Bahkan lebih lanjut, Emha menyebutkan bahwa rakyat adalah segalanya. Kekuasaan selalu membutuhkan rakyat, sedangkan rakyat tidak membutuhkan kekuasaan.
“Rakyat itu lebih besar daripada segala desa. Rakyat lebih perkasa dibanding semua peran sejarah yang lain. Rakyat lebih agung dan arif dibanding segala tingkat peroleh ilmu kaum cendekia. Rakyat sanggup hidup tanpa penguasa, tapi tak sebiji penguasa pun yang pernah sanggup hidup tanpa rakyat” (hal. 29)
Kesimpulan
Filosofi ‘Rakyat sebagai Dewa dan Dewa adalah Rakyat’ bukan berarti rakyat sebagai manusia itu bersifat transendental seperti halnya Tuhan. Filosofi ini berusaha untuk membebaskan rakyat sebagai manusia dari ketertindasan yang disebabkan oleh manusia lain yang memiliki apa yang disebut dengan kekuasaan.
Filosofi ini mengajarkan kesetaraan dan persamaan. Filosofi ini sama dengan ajaran Samin. Mengenai ajaran Samin, Koh Young Hun (2012:130-131) mengatakan,
”…semua manusia ini mempunyai persamaan dalam kelahiran, keperluan, dan tujuan. Oleh karena itu, tidak ada sebab yang mengharuskan manusia berbeda antara satu dengan yang lain.”
Berbeda yang dimaksud di atas adalah berkaitan dengan masalah kekuasaan. Antara manusia yang satu dengan yang lain tidak ada yang lebih berkuasa sehingga tidak ada manusia yang lebih tinggi yang bisa seenaknya berbuat aniaya atau menindas manusia yang lain.

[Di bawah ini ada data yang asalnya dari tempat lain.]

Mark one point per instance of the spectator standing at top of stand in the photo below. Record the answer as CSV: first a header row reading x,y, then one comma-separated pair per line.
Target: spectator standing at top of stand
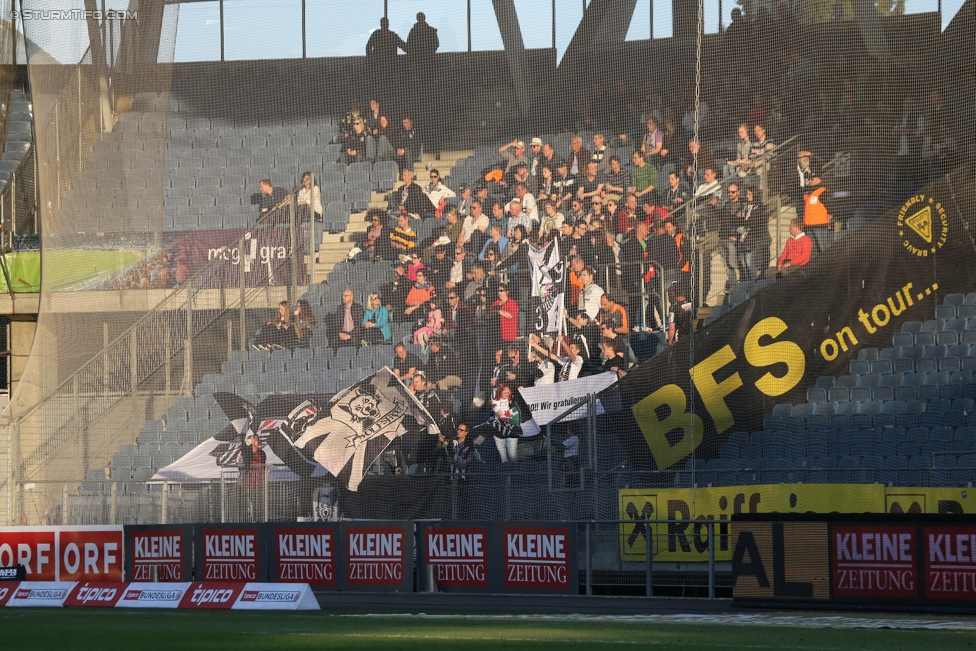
x,y
406,143
381,55
422,43
252,463
270,197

Manusia yang diserahi tugas atau amanah untuk memimpin bukan berarti dia lebih tinggi atau lebih berkuasa dari yang dipimpin. Antara yang memimpin dan yang dipimpin tersebut memiliki derajat yang sama atau setara. Semuanya saling bekerjasama untuk mencapai tujuan bersama.

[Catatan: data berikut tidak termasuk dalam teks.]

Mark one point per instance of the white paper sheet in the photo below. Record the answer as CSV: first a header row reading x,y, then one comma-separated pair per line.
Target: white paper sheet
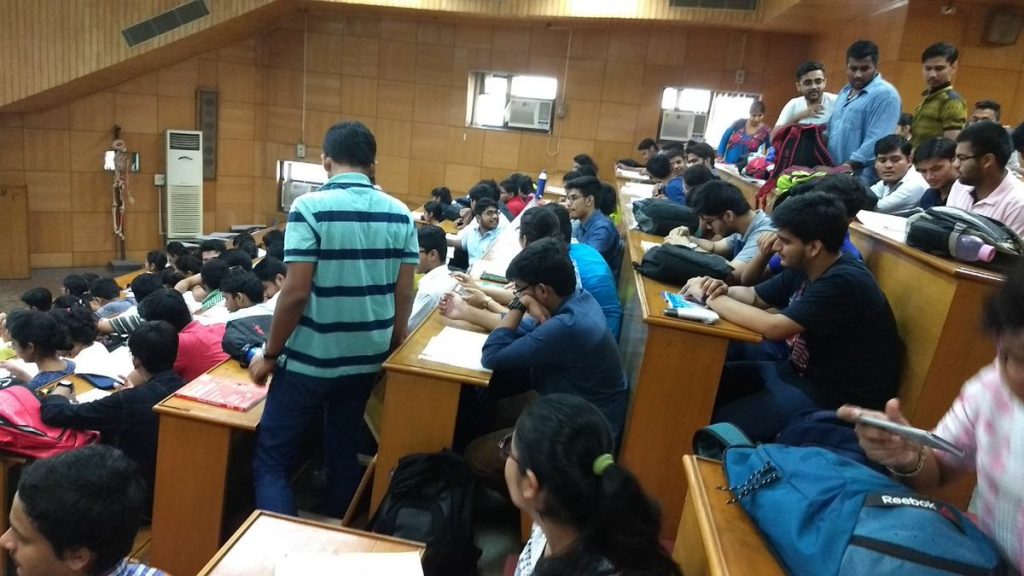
x,y
351,564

Yang memimpin berkewajiban untuk membuat dan melaksanakan kebijakan dengan sebaik-baiknya untuk kepentingan bersama, bukan untuk kepentingan pribadi atau golongan. Sedangkan yang dipimpin harus bersikap aktif dan kritis dalam mengawal setiap kebijakan yang ditetapkan oleh pemimpin.
Hubungan ideal antara pemimpin dengan yang dipimpin adalah seperti yang di ibaratkan Emha dalam novelnya tersebut, yaitu sebuah siklus atau perputaran. Di dalam perputaran, pemimpin dan yang dipimpin semua berada di atas dan di lain waktu semua berada di bawah.
Berbedahalnya dengan subordinasi di mana yang di atas menekan yang di bawah. Hanya saja, karena manusia itu memiliki jiwa dan emosi, yang di bawah akan berusaha untuk keluar dari tekanan. Mereka akan berusaha untuk naik. Mungkin mereka akan jatuh dan dijatuhkan atau mungkin mereka akan menjatuhkan.
Disini, akhirnya yang ada hanyalah sebuah hasrat untuk saling menjatuhkan. Keseimbangan atau keharmonisan akan hilang dan diganti dengan huru-hara berkepanjangan.
Referensi
Hun, Koh Young. 2011. Pramoedya Menggugat: Melacak Jejak Indonesia. Jakarta:PT Gramedia.
Nadjib, Emha Ainun. 2015. Arus Bawah, cet. II. Yogyakarta: Bentang.
Thompson, John B. 2014. Analisis Ideologi Dunia. Terjemahan Haqqul Yaqin.Jogjakarta: Ircisod.
[1] KamusBesar Bahasa Indonesia terbitan Gitamedia Press.